Князь стоял в коридоре, напряжённо размышляя над вопросом: отчего он запамятовал уточнить у Лизаветы-джан предполагаемый локус своего ночлега? Благословения кофейных и лазурниц худо-бедно были окончены, а мэтресса, несомненно, уже крепко спала. Пробуждать её Голицын не посмел и совсем было вознамерился ступать вслепую к Фаддеичу, на КПП. Савелий уж, верно презентует ему на ночь какую ни есть походную раскладушку.

Но тут в исчезающей дали беспредельного коридора мороком полыхнуло сумрачно-белое пятно. Оно приближалось с пугающей быстротой. Подмчавшаяся девчушка, придерживающая пальцами левой руки ниспадающую с плеч пелеринку (а больше на ней, кажется, ничего и не было), правой рукой протянула князю фосфоресцирующий конверт. Вручив послание, барышня окунулась в вечерний (походный) книксен и удалилась прочь с той же непостижимой скоростью.

Забыв надорвать конверт, Голицын вытащил листок.
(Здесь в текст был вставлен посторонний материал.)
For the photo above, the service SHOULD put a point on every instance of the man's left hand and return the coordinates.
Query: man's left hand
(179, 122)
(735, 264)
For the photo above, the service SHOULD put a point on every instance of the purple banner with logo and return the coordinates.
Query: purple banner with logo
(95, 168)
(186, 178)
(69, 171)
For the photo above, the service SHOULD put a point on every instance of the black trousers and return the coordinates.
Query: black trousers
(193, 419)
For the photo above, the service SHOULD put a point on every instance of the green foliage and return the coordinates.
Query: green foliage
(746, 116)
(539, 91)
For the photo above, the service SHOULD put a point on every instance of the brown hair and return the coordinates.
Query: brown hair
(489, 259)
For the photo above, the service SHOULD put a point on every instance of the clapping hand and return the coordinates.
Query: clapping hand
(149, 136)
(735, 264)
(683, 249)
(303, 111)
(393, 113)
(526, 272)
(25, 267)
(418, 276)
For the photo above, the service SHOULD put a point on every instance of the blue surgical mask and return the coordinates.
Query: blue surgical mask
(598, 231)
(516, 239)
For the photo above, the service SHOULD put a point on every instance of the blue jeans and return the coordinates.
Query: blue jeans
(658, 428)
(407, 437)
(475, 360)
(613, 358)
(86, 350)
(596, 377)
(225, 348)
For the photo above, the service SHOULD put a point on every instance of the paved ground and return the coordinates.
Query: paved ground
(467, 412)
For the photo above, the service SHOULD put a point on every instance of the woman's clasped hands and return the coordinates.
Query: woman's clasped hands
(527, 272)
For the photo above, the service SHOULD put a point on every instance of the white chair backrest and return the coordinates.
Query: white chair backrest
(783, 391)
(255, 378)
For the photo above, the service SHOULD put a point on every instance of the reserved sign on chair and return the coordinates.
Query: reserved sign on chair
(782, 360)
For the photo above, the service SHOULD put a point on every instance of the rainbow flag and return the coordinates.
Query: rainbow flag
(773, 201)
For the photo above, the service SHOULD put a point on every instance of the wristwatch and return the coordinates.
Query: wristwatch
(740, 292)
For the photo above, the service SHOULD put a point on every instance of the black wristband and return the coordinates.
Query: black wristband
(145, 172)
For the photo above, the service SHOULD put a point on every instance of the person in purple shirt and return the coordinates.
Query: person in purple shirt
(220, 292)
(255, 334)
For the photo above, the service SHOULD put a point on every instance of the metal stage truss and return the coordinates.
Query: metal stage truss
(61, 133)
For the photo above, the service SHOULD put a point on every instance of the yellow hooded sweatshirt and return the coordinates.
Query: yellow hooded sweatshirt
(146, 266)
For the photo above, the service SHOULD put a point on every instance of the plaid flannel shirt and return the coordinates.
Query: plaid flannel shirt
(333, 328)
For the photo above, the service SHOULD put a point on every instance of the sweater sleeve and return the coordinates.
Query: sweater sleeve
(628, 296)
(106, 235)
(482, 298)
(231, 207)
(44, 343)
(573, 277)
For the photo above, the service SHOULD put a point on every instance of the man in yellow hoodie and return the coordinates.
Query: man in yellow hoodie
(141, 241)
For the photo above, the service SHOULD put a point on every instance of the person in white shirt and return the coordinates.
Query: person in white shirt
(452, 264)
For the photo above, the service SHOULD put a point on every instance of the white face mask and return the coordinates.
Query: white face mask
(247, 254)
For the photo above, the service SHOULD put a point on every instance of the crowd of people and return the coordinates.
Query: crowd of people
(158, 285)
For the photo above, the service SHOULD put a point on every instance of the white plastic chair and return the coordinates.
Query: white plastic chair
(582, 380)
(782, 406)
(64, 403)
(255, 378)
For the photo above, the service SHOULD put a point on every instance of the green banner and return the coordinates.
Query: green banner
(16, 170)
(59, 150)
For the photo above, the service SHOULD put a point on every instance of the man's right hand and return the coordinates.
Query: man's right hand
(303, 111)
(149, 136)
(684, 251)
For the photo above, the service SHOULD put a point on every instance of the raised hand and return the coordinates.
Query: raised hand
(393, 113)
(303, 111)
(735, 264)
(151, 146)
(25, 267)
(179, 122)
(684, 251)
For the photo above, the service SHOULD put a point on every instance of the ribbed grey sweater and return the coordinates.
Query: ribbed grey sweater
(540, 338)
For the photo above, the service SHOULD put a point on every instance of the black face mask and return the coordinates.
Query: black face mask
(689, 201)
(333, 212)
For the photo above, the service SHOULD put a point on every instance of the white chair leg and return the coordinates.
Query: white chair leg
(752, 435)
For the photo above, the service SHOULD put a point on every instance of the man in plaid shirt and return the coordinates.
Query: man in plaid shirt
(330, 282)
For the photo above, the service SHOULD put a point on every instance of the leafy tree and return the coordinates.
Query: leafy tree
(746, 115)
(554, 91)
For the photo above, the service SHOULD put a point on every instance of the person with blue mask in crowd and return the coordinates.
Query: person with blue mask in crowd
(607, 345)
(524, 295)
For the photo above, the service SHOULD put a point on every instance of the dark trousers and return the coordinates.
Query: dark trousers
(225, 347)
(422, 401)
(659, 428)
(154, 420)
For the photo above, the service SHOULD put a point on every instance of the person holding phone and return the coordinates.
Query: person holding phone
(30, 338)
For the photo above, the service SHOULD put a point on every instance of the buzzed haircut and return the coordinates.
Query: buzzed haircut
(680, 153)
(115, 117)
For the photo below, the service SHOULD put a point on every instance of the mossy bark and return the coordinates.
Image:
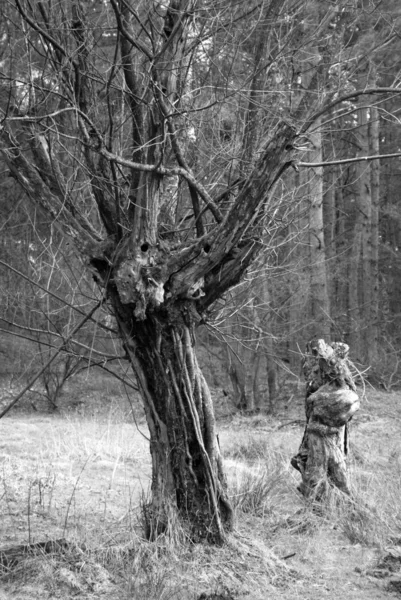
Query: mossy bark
(187, 474)
(331, 401)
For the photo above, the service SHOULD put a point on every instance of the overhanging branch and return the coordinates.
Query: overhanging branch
(345, 161)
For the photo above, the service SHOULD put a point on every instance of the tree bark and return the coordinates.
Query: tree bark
(330, 403)
(187, 471)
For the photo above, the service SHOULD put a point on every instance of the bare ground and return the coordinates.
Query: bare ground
(80, 477)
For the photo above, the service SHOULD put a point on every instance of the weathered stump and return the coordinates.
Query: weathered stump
(330, 403)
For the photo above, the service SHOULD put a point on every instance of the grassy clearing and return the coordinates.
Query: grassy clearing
(81, 477)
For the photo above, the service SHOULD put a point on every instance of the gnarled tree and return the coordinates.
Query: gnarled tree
(139, 129)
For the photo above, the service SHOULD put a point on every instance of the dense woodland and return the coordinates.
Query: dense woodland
(193, 168)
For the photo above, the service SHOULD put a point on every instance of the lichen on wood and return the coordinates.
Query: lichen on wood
(330, 403)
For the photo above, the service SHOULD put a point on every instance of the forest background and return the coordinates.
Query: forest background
(194, 170)
(330, 264)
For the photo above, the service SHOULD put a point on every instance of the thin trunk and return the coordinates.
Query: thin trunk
(374, 134)
(360, 275)
(320, 307)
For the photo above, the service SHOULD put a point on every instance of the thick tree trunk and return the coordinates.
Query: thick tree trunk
(187, 474)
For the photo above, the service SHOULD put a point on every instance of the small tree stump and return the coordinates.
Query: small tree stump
(330, 403)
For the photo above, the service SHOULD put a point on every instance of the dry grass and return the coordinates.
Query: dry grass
(82, 477)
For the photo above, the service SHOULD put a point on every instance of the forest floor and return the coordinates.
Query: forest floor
(80, 475)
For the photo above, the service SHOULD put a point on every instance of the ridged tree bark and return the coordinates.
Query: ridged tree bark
(157, 284)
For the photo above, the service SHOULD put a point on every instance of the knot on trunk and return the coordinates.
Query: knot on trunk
(321, 429)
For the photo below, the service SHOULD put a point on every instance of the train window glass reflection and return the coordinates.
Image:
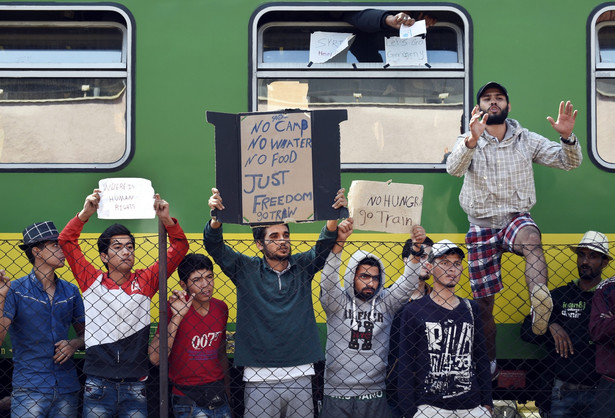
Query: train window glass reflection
(602, 105)
(391, 110)
(65, 87)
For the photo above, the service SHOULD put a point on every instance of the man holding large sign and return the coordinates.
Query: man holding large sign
(117, 304)
(277, 339)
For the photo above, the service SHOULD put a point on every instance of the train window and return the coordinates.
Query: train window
(602, 105)
(65, 87)
(399, 117)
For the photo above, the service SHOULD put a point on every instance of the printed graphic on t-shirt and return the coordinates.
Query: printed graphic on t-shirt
(573, 309)
(449, 345)
(361, 336)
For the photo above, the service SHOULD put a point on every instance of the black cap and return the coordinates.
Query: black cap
(491, 84)
(39, 232)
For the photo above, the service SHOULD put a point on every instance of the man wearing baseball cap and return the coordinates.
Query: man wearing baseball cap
(443, 363)
(571, 350)
(38, 310)
(496, 158)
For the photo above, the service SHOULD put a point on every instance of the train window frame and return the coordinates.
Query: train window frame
(599, 71)
(261, 70)
(105, 35)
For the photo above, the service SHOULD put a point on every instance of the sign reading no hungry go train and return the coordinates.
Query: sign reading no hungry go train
(275, 167)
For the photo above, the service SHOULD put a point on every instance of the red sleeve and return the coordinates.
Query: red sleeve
(84, 272)
(178, 248)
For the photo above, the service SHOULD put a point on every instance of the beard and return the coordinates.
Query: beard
(363, 295)
(277, 257)
(498, 118)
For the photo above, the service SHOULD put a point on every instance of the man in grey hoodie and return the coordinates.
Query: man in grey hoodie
(359, 318)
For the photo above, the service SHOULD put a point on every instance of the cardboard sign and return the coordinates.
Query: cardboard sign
(126, 198)
(419, 28)
(276, 162)
(278, 166)
(327, 46)
(385, 206)
(405, 52)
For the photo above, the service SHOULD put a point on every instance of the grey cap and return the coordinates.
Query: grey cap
(39, 232)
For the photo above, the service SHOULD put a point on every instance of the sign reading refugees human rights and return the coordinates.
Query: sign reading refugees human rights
(274, 167)
(276, 162)
(385, 206)
(126, 198)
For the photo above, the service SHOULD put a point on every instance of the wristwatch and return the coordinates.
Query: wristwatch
(570, 140)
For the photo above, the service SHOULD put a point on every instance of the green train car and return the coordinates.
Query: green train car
(91, 90)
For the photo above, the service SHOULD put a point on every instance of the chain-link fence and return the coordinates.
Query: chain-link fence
(357, 352)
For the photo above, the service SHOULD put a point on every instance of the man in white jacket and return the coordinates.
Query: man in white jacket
(359, 318)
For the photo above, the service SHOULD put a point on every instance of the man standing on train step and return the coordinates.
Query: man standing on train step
(495, 157)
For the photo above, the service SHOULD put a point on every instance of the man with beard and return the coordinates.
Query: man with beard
(443, 364)
(359, 318)
(277, 340)
(571, 351)
(495, 157)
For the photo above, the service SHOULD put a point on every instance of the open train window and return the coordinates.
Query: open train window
(65, 87)
(400, 117)
(601, 148)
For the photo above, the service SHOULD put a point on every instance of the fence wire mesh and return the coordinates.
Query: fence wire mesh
(527, 366)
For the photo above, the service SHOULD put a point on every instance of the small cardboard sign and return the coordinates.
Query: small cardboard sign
(126, 198)
(405, 51)
(385, 206)
(327, 46)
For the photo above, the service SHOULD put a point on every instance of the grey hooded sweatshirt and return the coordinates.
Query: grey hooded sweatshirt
(358, 331)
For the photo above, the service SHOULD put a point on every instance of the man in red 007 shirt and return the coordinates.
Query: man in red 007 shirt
(117, 310)
(198, 365)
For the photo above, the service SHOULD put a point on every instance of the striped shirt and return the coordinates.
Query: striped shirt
(499, 176)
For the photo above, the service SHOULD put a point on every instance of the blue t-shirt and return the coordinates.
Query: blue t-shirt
(36, 325)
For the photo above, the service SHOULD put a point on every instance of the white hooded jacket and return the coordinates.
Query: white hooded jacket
(358, 331)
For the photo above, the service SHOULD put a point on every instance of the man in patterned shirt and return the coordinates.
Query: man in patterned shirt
(495, 157)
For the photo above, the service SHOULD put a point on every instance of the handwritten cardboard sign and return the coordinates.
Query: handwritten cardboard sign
(276, 164)
(405, 51)
(327, 46)
(384, 206)
(419, 28)
(126, 198)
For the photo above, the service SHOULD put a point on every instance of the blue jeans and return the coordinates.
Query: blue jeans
(104, 398)
(32, 403)
(605, 399)
(184, 407)
(569, 401)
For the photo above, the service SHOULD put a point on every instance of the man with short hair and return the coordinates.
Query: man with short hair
(571, 350)
(277, 339)
(420, 252)
(359, 318)
(443, 363)
(496, 157)
(198, 365)
(38, 310)
(117, 305)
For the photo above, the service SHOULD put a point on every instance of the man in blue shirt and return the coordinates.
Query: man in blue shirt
(38, 310)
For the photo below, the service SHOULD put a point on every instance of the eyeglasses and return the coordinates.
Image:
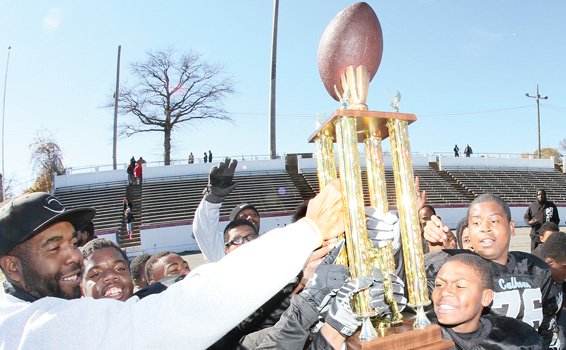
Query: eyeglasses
(241, 240)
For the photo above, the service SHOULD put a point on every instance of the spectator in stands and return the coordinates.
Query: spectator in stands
(519, 277)
(85, 234)
(205, 224)
(39, 258)
(463, 235)
(546, 230)
(165, 264)
(138, 172)
(554, 254)
(468, 151)
(463, 289)
(129, 222)
(425, 213)
(137, 269)
(106, 273)
(130, 170)
(539, 212)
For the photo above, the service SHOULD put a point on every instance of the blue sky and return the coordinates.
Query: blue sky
(463, 67)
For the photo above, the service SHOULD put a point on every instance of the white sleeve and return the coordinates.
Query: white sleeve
(205, 229)
(193, 313)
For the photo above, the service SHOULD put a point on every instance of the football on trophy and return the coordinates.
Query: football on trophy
(352, 38)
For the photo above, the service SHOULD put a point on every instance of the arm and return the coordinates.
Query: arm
(555, 217)
(203, 303)
(205, 229)
(205, 224)
(528, 216)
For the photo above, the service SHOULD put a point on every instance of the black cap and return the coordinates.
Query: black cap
(234, 213)
(25, 216)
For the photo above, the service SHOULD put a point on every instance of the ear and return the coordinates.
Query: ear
(549, 261)
(487, 297)
(12, 268)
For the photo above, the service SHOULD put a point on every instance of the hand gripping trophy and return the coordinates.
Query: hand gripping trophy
(349, 55)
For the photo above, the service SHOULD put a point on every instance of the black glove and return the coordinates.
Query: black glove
(340, 315)
(327, 278)
(220, 181)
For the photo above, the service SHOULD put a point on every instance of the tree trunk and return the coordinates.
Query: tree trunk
(167, 145)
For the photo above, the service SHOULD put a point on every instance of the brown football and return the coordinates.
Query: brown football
(352, 38)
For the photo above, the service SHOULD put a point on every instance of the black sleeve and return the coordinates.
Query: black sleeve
(290, 332)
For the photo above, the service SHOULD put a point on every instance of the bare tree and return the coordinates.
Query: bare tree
(170, 91)
(47, 160)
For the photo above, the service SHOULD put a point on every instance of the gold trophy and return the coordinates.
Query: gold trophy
(349, 55)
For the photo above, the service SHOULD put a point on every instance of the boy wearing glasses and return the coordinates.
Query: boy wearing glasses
(238, 232)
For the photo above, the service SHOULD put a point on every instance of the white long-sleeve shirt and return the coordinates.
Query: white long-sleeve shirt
(191, 314)
(205, 229)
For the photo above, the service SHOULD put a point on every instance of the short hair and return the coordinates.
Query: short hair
(151, 262)
(429, 207)
(300, 211)
(490, 197)
(548, 226)
(100, 243)
(462, 225)
(482, 267)
(236, 223)
(555, 247)
(136, 265)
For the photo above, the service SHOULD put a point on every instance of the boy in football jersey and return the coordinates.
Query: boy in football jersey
(463, 289)
(523, 288)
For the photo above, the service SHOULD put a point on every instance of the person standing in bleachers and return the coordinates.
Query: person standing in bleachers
(468, 151)
(539, 212)
(138, 173)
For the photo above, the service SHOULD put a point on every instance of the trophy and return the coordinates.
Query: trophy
(349, 55)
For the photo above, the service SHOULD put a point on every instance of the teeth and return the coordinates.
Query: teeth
(113, 292)
(71, 278)
(446, 307)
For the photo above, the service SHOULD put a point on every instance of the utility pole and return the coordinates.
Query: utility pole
(3, 119)
(538, 97)
(116, 99)
(272, 83)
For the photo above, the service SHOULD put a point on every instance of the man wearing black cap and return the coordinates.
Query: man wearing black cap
(42, 264)
(38, 250)
(207, 216)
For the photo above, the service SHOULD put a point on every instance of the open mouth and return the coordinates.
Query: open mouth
(113, 292)
(72, 278)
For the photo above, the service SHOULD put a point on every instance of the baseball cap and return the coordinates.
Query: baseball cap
(25, 216)
(234, 213)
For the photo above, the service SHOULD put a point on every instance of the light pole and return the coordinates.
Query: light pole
(538, 97)
(3, 118)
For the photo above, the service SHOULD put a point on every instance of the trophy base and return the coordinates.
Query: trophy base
(403, 336)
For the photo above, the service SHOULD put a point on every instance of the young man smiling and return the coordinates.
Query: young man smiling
(463, 289)
(106, 273)
(522, 282)
(37, 238)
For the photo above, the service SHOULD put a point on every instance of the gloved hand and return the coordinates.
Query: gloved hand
(220, 181)
(377, 293)
(326, 279)
(383, 228)
(340, 315)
Как и следовало предполагать, весь запас светящихся чернил институтки истратили на броскую роспись конверта. Само же письмо, по простоте дворянской, они накатали обычным канцелярским суррогатом — «думскими черными». Князь до фантомных звездочек и боли в висках зажмурился. Затем резко распахнул глаза и обретённой на секунду способностью видеть во мгле свершил неподражаемый импринтинг обозреваемой поверхности. Подождав, пока утихнет боль в висках, Голицын бережно воссоздал текст письма в зрительном секторе ментального пространства и неспешно ознакомился с ним.
Некий совет объединенных девиц приглашал его принять посильное почетное участие в очередном ночном (тайном) заседании институтской бани. Детальное лингвистическое изложение маршрута было восполнено безупречным чертежом, исполненным в трёх измерениях и щедро ретушированным. Голицын сосредоточенно помыслил и вскоре принял решение не обижать благородных девиц благодерзновенным отказом или хладнокровной абстиненцией. Минут за сорок он на ощупь преодолел головокружительные «американские горки» подвальных институтских лабиринтов. Подошел к абрикосовой дверце, распахнул ее и, войдя, сел за невысокий столик, покрытый зелёным сукном и обозначенный на плане кружочком с короной.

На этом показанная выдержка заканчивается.